Some of the plastic bottles collected at Göteborg Landvetter will be used for the specially designed Christmas tree that also decorated the airport entrance last Christmas. The tree consists of PET bottles illuminated with different coloured lights and is intended to be a reminder of Christmas and the collaboration with Returpack and Doctors Without Borders. The deposits on the PET bottles in the Christmas tree will naturally also be donated to the same cause.

The Swedish Environmental Protection Agency’s target is to have Swedes recycle 90 per cent of metal cans and PET bottles. That figure is currently 89 per cent.


Doctors Without Borders is a medical humanitarian organisation that saves lives and provides relief where it is most needed.
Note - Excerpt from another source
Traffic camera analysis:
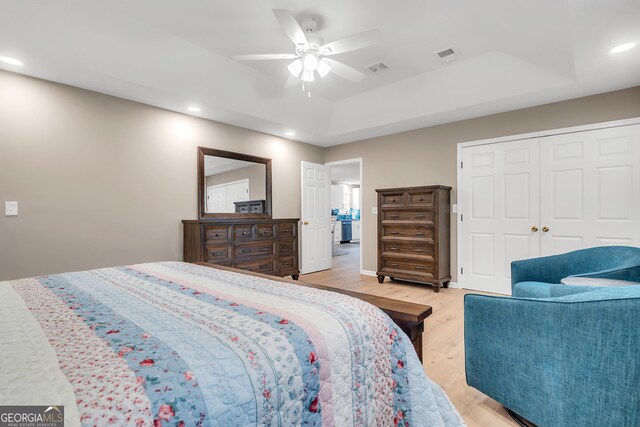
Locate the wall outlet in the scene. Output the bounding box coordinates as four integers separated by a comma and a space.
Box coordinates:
4, 202, 18, 216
Doctors Without Borders aids people affected by crises, war and natural disasters regardless of their political stance, religion or ethnicity.

Returpack is a privately owned company whose objective is to increase recycling of metal cans and plastic bottles in Sweden and works on behalf of its owners, the beverage trade organisation Brewers of Sweden and the food retail trade organisations Livsmedelshandlarna and Svensk Dagligvaruhandel. Returpack takes in more than 1.65 billion cans and PET bottles each year, which makes Sweden a leader in the recycling of PET bottles and cans.